Whisnu Mardiansyah    •    Kamis, 14 Sep 2017 18:47 WIB
penertiban
Penghuni Rusun Bidara Cina Kebanyakan Orang Mampu
Ilustrasi--Bidara Cina, Jalan Otista Raya, Jakarta Timur--Antara/Hafidz Mubarak A.

Metrotvnews.com, Jakarta: Rusunami Bidara Cina memiliki 688 unit hunian rusun yang tersebar di tujuh blok. Dari jumlah tersebut, 65 persen jumlah unit telah berpindah kepemilikan.

Sobari, 70, adalah salah satu generasi awal penghuni Rusunami Bidara Cina. Ia mengeluhkan rusun yang awalnya untuk warga golongan ekonomi kelas menengah ke bawah, kini justru dihuni orang-orang mampu.

"65 persen orang mampu yang tinggal di sini," kata Sobari kepada Metrotvnews.com di Rusunami Bidara Cina, Jalan Otista Raya, Jakarta Timur, Kamis 14 September 2017.

Sebagian penghuni awal sudah menjualnya kepada pihak ketiga. Pembelian tersebut hanya berdasarkan kesepakatan kedua belah pihak tanpa akta jual beli.

Baca: Dinas Perumahan DKI akan Tertibkan Bangunan Rusun Alih Fungsi

Dia mempertanyakan apakah penghuni hanya sudah memegang Bukti Tanda Pemilikan Perumahan (BTPP), atau hanya sekadar Surat Penetapan Penunjukan Penghunian Penggunaan Perumahan (SP5). "Penghuni asli diberikan SP5, kalau sudah lunas baru dikasih BTPP," jelasnya.

Meli Budiastuti, Kepala Bidang Pembinaan dan Peran Serta Masyarakat DPGP, praktik jual/sewa di rusun dengan sistem milik tak dilarang. Namun, dengan syarat pemilik asli sudah melunasi harga unit rusun dan minimal telah menempati selama lima tahun.

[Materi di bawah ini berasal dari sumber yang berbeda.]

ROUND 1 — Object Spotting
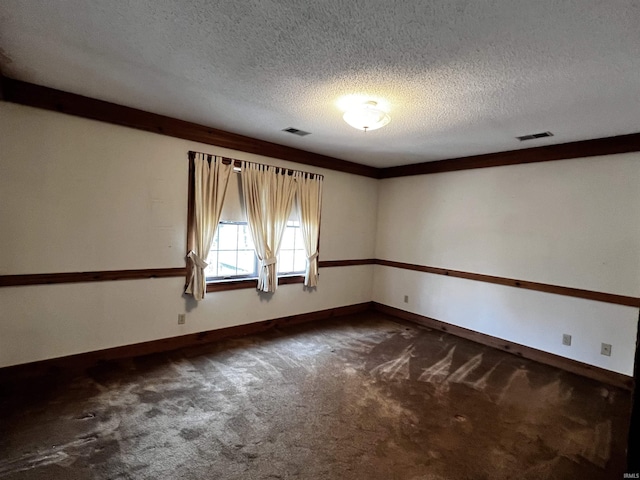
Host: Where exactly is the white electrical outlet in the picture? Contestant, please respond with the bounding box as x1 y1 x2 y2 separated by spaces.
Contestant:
562 334 571 346
403 295 409 303
601 343 612 356
178 314 186 325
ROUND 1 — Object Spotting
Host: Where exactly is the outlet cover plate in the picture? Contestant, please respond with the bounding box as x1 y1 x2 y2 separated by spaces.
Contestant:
178 314 186 325
601 343 612 356
403 295 409 303
562 334 571 346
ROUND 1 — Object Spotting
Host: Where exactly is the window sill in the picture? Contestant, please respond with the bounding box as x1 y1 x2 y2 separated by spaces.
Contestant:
205 275 304 293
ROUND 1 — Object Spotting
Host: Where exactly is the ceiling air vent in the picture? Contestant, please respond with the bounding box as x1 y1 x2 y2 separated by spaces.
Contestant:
282 127 311 137
516 131 554 141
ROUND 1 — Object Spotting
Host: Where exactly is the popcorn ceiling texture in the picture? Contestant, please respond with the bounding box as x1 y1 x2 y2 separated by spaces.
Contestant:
1 1 639 167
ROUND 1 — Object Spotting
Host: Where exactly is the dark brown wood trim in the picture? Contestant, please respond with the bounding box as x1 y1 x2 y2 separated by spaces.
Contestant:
185 152 196 289
204 260 376 292
1 77 378 178
0 302 373 382
372 302 634 391
190 150 325 178
206 275 304 293
375 259 640 307
318 259 376 268
0 268 186 287
5 78 639 180
205 260 377 292
0 260 375 289
379 132 640 178
2 259 634 311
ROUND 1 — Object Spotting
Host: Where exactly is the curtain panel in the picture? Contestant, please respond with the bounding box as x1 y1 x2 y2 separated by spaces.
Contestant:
185 153 233 300
294 172 323 287
241 162 297 292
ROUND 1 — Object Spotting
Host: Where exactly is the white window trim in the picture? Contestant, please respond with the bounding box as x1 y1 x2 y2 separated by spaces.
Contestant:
206 220 306 284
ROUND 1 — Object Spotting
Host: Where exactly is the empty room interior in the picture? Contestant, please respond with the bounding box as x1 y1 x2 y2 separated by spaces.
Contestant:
0 1 639 479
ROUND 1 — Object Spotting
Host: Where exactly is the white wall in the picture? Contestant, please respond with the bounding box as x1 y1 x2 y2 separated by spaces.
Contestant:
0 102 378 367
2 101 638 376
374 156 640 375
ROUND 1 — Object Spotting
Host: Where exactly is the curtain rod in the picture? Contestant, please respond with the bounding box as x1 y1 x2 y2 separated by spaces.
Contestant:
188 150 324 179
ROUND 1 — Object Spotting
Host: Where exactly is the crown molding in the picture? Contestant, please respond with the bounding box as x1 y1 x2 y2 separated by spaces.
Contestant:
3 77 639 179
379 133 640 178
0 77 379 178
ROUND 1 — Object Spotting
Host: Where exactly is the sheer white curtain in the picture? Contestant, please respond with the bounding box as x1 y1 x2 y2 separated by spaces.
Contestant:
294 172 323 287
241 162 297 292
185 153 233 300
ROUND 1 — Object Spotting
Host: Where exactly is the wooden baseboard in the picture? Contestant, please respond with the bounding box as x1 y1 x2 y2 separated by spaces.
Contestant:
3 300 631 392
0 302 372 382
372 302 634 391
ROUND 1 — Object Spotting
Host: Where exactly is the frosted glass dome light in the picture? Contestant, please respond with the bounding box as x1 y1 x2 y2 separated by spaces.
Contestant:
343 101 390 132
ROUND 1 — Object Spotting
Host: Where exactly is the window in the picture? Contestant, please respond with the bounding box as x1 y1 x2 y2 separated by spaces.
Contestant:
186 151 323 295
205 220 306 281
277 220 307 275
205 222 256 279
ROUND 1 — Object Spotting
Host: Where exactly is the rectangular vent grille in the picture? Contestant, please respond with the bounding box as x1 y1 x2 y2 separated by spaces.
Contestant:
283 127 311 137
516 131 554 141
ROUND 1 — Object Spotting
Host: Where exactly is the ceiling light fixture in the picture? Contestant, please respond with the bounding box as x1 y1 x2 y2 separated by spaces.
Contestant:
343 100 390 132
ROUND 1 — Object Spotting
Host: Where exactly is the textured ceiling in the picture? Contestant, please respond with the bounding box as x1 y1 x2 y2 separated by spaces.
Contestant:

"Kalau dia beralih dan menjual ke orang lain dengan harga yang lebih mahal dan meningkatkan kesejahteraannya itu tidak dilarang," jelas Meli.

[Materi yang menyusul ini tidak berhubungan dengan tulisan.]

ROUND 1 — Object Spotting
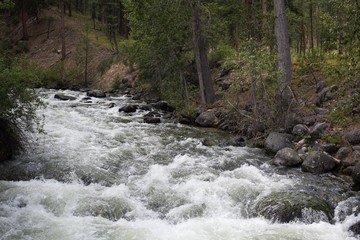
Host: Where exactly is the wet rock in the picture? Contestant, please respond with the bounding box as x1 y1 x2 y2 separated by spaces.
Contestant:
144 117 161 124
138 105 152 111
87 90 106 98
144 111 161 124
301 151 339 174
195 112 218 128
234 136 246 147
108 103 115 108
178 113 194 125
345 128 360 145
119 105 138 113
272 147 303 167
74 197 131 221
264 132 293 154
54 93 76 101
255 191 333 223
152 101 175 112
349 222 360 236
132 93 142 101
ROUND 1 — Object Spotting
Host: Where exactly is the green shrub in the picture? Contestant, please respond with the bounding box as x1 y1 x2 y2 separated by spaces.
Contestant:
0 55 43 160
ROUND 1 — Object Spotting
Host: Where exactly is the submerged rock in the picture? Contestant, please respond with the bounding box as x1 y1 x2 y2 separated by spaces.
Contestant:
255 191 333 223
264 132 293 154
119 105 138 113
87 90 106 98
272 147 303 167
54 93 76 101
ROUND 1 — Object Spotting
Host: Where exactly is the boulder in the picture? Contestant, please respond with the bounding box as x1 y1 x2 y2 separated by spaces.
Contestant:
264 132 293 154
87 90 106 98
351 162 360 185
152 101 175 112
292 124 310 139
143 111 161 124
335 147 352 160
255 191 333 223
195 112 218 128
272 147 303 167
349 222 360 236
316 85 338 106
118 105 138 113
178 113 195 125
54 93 76 101
310 122 330 140
345 128 360 145
144 117 161 124
322 143 340 155
301 151 339 174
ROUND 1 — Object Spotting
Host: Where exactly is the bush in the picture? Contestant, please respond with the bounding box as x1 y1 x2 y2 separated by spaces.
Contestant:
0 55 43 161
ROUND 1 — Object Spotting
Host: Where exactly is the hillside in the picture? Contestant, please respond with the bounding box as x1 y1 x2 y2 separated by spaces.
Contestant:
15 7 130 90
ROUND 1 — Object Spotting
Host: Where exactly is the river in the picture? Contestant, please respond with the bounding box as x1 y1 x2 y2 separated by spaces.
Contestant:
0 89 359 240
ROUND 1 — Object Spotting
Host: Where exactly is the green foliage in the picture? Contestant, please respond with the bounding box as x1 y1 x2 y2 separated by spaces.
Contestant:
321 134 342 145
0 54 43 139
122 0 192 107
97 57 114 75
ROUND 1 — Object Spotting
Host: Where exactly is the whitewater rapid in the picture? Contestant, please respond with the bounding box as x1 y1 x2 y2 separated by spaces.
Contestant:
0 89 359 240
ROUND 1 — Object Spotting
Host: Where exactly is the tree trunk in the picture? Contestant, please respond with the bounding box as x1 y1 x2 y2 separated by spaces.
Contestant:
274 0 292 85
21 7 29 40
68 1 72 17
309 0 314 51
189 0 215 105
60 0 66 60
274 0 293 128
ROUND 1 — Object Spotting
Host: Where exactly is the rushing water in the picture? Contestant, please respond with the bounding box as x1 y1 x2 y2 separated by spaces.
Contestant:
0 89 360 240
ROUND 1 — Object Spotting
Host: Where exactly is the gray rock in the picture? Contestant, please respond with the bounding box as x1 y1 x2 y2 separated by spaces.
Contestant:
54 93 76 101
265 132 293 154
292 124 310 139
152 101 174 112
195 112 218 127
316 81 327 93
345 128 360 145
301 151 339 174
272 147 303 167
349 222 360 236
335 147 352 160
144 117 161 124
322 143 340 155
316 85 338 106
118 105 138 113
310 122 330 139
87 90 106 98
352 162 360 185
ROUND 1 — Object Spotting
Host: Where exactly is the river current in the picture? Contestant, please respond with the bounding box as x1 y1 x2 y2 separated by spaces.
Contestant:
0 89 359 240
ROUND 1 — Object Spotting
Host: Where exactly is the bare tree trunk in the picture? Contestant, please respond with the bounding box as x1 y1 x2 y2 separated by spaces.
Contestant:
60 0 66 60
189 0 215 105
274 0 293 128
68 1 72 17
309 0 314 51
274 0 292 85
21 7 29 40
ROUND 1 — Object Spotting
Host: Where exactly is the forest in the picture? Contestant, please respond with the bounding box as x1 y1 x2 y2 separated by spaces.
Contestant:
2 1 360 238
0 0 359 159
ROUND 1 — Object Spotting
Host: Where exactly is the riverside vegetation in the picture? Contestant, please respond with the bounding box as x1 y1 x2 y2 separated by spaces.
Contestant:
0 0 360 236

Kata Meli, sistem Rusunami sama halnya dengan apartemen dengan sistem hal milik. Bedanya, penghuni hanya memiliki hak milik unit huniannya saja. Sementara, status tanah masih dikuasasi Pemda.

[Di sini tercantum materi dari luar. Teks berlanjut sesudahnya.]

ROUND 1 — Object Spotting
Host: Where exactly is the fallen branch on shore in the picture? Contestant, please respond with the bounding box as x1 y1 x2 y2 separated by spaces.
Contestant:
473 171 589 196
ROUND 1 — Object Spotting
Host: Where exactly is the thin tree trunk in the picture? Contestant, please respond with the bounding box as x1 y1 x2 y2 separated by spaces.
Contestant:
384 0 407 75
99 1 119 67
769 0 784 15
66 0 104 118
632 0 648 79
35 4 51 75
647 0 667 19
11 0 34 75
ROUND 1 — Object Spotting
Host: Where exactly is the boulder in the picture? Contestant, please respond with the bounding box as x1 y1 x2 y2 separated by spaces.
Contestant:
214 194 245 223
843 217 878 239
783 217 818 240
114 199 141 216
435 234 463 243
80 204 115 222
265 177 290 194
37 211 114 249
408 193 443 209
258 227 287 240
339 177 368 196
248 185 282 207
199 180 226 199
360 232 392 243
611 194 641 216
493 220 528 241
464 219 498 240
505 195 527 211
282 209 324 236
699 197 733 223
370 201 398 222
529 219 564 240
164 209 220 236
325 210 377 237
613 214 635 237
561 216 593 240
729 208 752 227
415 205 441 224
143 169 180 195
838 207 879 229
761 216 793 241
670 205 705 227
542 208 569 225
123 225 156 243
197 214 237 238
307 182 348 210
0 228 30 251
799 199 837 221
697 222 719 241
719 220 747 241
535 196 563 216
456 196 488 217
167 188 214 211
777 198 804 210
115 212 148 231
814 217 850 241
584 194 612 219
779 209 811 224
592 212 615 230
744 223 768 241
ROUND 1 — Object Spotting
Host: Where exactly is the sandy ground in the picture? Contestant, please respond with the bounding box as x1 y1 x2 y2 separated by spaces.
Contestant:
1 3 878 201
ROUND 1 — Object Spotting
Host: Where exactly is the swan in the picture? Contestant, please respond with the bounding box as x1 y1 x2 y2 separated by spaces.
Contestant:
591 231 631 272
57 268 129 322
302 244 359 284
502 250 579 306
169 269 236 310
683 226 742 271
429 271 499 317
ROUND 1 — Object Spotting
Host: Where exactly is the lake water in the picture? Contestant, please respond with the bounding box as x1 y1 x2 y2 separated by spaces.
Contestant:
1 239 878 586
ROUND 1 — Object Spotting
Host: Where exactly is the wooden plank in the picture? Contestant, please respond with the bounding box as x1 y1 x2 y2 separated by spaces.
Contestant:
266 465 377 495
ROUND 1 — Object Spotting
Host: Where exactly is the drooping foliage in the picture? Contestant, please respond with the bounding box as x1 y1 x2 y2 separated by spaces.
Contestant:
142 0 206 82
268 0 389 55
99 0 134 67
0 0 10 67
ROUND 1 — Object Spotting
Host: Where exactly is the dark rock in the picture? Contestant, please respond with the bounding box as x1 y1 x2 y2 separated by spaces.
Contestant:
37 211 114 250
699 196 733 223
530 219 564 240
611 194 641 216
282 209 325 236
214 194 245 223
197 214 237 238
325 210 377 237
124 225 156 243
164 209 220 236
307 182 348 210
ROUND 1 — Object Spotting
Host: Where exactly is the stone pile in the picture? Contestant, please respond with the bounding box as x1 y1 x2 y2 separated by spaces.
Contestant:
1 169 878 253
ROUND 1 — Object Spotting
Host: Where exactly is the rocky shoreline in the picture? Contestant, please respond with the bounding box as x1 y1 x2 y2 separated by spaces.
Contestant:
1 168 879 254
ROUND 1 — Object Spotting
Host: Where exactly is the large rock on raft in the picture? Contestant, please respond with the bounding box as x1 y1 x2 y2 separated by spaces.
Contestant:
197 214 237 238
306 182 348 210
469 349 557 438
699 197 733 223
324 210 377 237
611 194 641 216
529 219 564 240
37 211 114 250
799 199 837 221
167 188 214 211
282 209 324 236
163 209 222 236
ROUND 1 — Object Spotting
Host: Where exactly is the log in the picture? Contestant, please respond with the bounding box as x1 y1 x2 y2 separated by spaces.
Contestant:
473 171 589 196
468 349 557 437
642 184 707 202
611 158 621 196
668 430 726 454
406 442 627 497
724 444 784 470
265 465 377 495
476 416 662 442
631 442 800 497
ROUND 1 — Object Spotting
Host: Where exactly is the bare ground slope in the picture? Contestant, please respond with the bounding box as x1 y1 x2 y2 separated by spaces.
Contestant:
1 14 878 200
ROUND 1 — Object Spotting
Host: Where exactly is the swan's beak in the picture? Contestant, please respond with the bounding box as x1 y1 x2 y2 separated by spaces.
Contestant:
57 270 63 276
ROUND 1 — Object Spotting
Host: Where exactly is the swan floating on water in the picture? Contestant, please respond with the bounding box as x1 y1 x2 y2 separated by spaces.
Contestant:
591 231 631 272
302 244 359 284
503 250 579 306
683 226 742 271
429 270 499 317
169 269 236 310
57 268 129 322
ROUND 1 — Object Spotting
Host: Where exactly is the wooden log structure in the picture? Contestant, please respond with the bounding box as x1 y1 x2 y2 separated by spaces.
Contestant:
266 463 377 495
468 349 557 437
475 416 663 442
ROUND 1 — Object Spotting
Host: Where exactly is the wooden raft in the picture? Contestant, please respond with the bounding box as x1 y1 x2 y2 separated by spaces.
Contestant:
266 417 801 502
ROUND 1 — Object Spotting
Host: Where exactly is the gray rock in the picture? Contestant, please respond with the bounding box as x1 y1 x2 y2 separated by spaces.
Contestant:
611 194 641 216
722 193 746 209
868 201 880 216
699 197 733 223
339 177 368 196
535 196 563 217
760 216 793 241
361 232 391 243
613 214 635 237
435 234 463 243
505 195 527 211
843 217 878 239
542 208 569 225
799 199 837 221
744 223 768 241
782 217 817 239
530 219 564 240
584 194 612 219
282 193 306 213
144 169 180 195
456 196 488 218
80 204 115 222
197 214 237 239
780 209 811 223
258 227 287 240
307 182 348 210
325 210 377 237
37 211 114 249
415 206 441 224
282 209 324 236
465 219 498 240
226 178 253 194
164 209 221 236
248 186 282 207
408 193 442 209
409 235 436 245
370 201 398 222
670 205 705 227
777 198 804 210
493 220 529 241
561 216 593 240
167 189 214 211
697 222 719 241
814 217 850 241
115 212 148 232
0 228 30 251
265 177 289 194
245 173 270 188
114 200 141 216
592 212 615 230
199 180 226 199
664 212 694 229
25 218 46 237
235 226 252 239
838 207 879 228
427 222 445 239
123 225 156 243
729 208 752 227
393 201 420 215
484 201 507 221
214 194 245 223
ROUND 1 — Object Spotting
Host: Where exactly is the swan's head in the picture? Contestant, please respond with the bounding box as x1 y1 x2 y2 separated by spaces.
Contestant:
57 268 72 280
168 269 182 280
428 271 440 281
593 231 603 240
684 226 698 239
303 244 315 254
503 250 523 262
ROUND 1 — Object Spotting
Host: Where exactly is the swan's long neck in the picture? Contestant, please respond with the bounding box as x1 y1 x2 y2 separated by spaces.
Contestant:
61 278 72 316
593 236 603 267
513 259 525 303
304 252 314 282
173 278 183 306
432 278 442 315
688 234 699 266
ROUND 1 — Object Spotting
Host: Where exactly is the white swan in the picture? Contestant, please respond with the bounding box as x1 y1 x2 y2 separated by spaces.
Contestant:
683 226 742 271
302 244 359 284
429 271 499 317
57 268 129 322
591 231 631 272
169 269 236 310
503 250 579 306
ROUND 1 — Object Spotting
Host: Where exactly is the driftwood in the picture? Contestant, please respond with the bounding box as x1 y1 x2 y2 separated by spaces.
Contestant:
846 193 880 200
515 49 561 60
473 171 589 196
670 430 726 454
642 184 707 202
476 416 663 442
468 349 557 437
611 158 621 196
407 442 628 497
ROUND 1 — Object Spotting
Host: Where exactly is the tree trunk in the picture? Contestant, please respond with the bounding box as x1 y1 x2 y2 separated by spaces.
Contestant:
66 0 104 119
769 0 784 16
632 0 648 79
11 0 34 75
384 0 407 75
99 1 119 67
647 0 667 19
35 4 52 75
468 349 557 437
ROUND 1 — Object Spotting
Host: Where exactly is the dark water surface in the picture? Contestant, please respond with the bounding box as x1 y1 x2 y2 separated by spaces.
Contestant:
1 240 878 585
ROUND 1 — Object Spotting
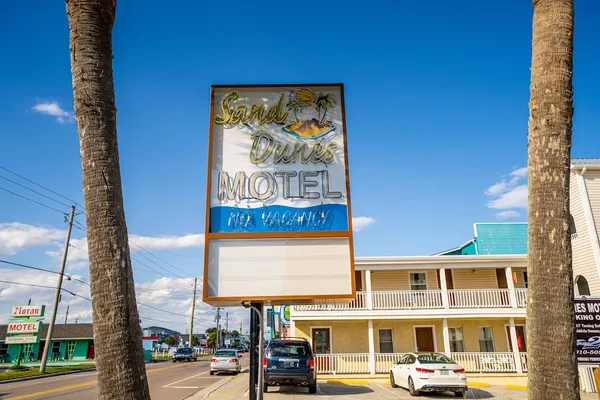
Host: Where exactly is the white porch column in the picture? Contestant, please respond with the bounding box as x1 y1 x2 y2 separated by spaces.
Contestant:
505 266 518 308
442 318 451 357
365 270 373 310
289 319 296 337
439 268 449 309
368 319 376 375
508 317 523 373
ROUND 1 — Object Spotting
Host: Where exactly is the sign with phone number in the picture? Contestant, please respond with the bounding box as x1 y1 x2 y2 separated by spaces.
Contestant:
574 297 600 365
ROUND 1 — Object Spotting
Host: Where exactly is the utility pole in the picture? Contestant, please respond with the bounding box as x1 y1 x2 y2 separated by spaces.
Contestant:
40 205 75 373
225 312 229 334
65 305 70 324
215 308 221 349
189 278 197 346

Namun, ia menggarisbawahi praktik jual beli rusun tak berlaku di rumah susun dengan sistem sewa atau Rusunawa. Lantaran pemerintah sudah mensubsidi pembayaran sewanya. "Disewakan boleh-boleh saja. Ini Rusunami kalau Rusunawa itu pelanggaran berat," pungkasnya.